They snuggle up together on the couch and Scott brings the tablet back to life with a brush of his pointer finger. Scott reads the first part aloud, then Aya takes over as he takes prolonged sips of his mocha, and Grant gives his best dramatic reading of the final paragraph on the introductions page. They’re whisper quiet, but they still sometimes attract glares from the other patrons. Scott lets the words wash over him as different people are called to walk through a large set of chrome double doors at the far end of the room.

“You don’t believe this bullshit, do you?” Grant asks after a quiet moment.

“We should look at the ‘packages’ page before rushing out of here, at least, don’t you think?” Scott asks.

He wants to believe it. Wants to believe the words about clients resting easily with no harsh reminders of embarrassing childhood failures, deaths of beloved pets, or bad break-ups.

The first thing that catches his eye on the packages page is the statement that the first session is free.

“Too good to be true,” Aya murmurs.

“They’re harvesting organs,” Grant confirms.

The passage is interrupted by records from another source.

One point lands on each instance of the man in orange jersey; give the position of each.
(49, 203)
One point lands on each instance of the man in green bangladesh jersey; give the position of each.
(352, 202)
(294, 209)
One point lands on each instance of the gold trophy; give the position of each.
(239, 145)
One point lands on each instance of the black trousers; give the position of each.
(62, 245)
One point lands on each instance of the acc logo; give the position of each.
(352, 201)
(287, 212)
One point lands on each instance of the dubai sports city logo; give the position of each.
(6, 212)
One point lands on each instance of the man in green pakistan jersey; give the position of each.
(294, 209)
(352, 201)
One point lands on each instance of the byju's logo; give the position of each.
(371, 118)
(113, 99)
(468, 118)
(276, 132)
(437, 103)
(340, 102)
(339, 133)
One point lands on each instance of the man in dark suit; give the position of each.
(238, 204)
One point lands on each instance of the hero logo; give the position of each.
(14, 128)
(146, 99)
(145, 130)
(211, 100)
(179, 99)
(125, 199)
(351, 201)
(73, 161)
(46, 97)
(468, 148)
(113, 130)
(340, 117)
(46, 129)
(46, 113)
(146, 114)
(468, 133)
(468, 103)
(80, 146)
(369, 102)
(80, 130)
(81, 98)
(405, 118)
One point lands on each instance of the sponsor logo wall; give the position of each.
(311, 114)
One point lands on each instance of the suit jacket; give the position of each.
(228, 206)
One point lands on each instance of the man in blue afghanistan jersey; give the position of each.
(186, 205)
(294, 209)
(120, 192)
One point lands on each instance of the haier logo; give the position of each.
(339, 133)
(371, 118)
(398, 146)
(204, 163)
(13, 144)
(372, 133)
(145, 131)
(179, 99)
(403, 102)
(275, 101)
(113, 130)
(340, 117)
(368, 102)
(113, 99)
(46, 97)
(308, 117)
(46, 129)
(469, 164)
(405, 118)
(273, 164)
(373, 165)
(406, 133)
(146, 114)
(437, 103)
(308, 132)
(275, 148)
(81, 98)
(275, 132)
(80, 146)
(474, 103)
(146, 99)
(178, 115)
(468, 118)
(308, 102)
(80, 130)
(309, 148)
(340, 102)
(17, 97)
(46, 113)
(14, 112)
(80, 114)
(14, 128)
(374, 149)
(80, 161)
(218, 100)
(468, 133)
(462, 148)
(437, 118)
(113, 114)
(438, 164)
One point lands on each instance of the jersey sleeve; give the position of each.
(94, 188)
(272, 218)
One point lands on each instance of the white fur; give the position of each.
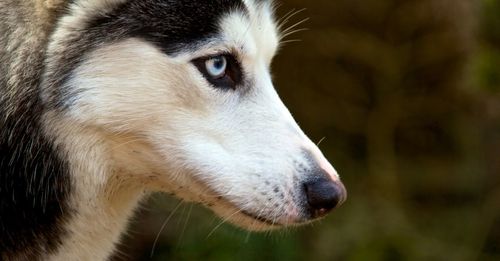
(145, 121)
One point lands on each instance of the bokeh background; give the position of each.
(405, 96)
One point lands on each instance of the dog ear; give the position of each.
(54, 4)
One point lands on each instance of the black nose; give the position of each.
(323, 195)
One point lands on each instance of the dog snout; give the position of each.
(323, 194)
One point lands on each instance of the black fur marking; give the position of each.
(34, 186)
(34, 180)
(172, 25)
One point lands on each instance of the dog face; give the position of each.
(187, 87)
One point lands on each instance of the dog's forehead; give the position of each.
(254, 30)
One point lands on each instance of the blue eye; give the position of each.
(216, 66)
(223, 71)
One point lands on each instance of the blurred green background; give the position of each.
(406, 94)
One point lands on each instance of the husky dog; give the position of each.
(104, 101)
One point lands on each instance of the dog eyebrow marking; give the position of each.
(168, 28)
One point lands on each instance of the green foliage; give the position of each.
(417, 143)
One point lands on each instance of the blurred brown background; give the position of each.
(406, 94)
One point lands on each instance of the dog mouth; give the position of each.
(262, 219)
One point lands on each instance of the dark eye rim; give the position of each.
(233, 75)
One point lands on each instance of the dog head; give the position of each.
(186, 85)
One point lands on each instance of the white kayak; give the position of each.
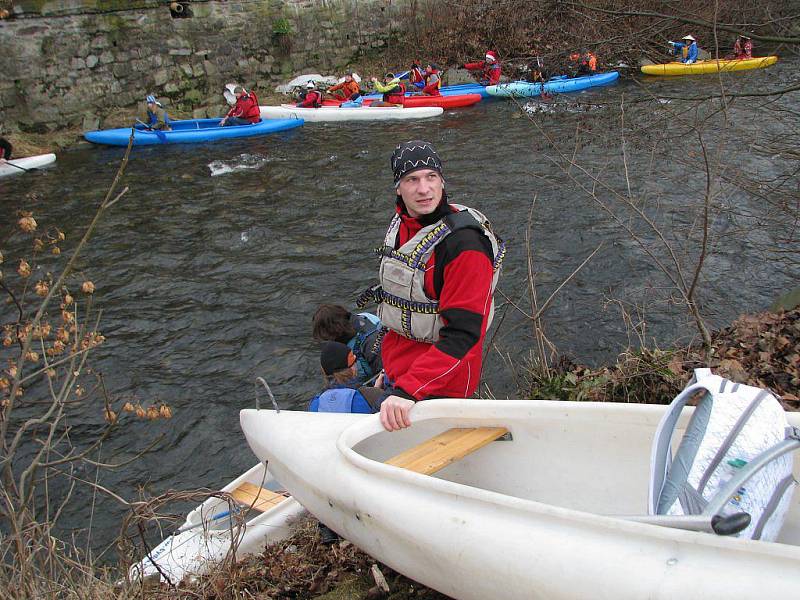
(539, 516)
(257, 517)
(336, 113)
(21, 165)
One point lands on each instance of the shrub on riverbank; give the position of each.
(762, 350)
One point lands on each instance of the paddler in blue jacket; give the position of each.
(157, 117)
(687, 49)
(361, 332)
(342, 393)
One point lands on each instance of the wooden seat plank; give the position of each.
(446, 448)
(259, 498)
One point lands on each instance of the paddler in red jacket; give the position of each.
(439, 268)
(312, 98)
(347, 90)
(245, 111)
(487, 71)
(433, 81)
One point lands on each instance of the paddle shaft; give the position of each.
(20, 168)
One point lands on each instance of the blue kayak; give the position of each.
(188, 132)
(556, 85)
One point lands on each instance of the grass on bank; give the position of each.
(762, 350)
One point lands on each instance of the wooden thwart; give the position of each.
(445, 448)
(261, 499)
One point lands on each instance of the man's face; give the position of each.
(421, 191)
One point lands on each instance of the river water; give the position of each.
(209, 269)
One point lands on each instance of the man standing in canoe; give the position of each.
(245, 111)
(686, 49)
(487, 71)
(5, 150)
(439, 268)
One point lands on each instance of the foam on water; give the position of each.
(243, 162)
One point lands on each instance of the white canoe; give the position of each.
(527, 518)
(204, 540)
(23, 164)
(336, 113)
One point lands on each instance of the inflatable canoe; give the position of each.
(445, 102)
(448, 90)
(336, 113)
(188, 132)
(556, 85)
(709, 66)
(540, 512)
(255, 517)
(21, 165)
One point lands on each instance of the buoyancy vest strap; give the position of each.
(428, 308)
(501, 254)
(732, 435)
(390, 252)
(772, 505)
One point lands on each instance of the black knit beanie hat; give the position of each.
(413, 156)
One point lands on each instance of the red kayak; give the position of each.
(446, 102)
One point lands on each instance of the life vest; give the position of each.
(731, 426)
(340, 399)
(366, 343)
(404, 306)
(397, 95)
(152, 117)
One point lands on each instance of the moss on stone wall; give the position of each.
(83, 68)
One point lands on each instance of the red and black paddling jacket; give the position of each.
(459, 275)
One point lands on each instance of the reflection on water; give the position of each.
(209, 269)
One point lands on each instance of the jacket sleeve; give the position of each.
(464, 305)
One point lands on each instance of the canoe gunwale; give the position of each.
(472, 414)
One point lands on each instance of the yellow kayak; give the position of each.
(709, 66)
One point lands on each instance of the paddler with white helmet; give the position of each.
(685, 49)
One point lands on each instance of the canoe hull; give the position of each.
(703, 67)
(524, 89)
(197, 551)
(333, 113)
(448, 90)
(29, 162)
(481, 542)
(191, 131)
(445, 102)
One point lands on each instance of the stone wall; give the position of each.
(69, 63)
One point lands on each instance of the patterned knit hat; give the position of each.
(413, 156)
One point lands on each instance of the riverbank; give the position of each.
(760, 349)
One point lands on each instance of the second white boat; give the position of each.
(361, 113)
(254, 517)
(528, 517)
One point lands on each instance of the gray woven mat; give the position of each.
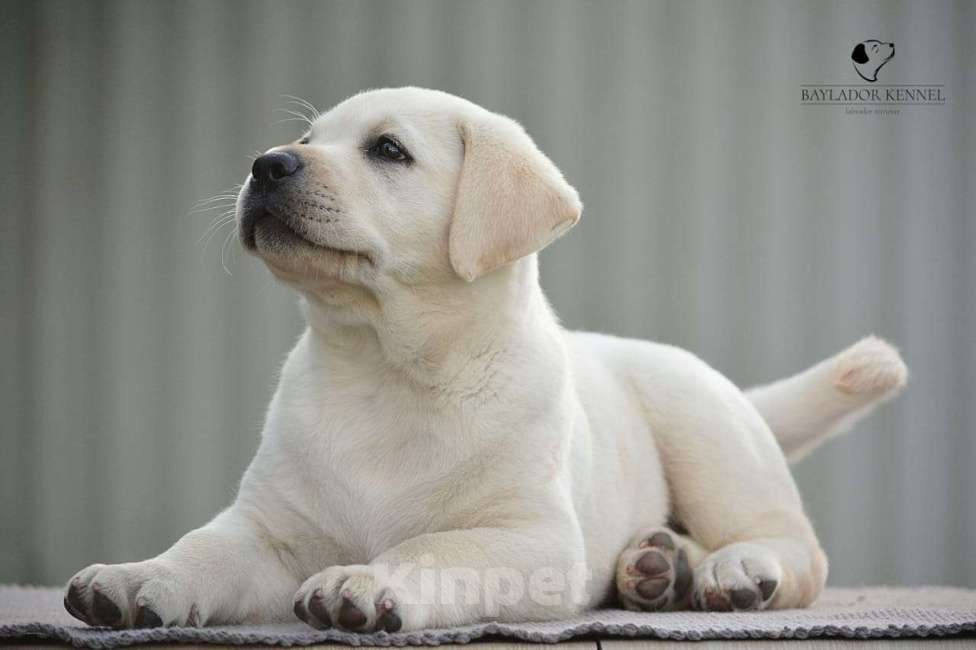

As they scroll through the options, the lady they saw walk into the building when they first arrived comes out from the double doors, grinning broadly. But it doesn’t look unnatural or alarming. She looks genuinely carefree. She gives Conrad a cheery wave and leaves the building, and Scott doesn’t know why, but that’s when he makes his decision.

Aya and Grant also make a decision, but theirs is to leave, immediately. Cowardice has won over courage and Scott’s can’t really blame them.

He leaves too, but he’s going to return.

*

The boy is sitting, his back against a tree trunk. His long limbs stretch in front of him, his eyes are half closed. He looks like he’s been waiting for a while; something in the set of his shoulders, in the sprawl of his body. When he sees Scott across the expanse between them, he offers a grimace masquerading as a smile.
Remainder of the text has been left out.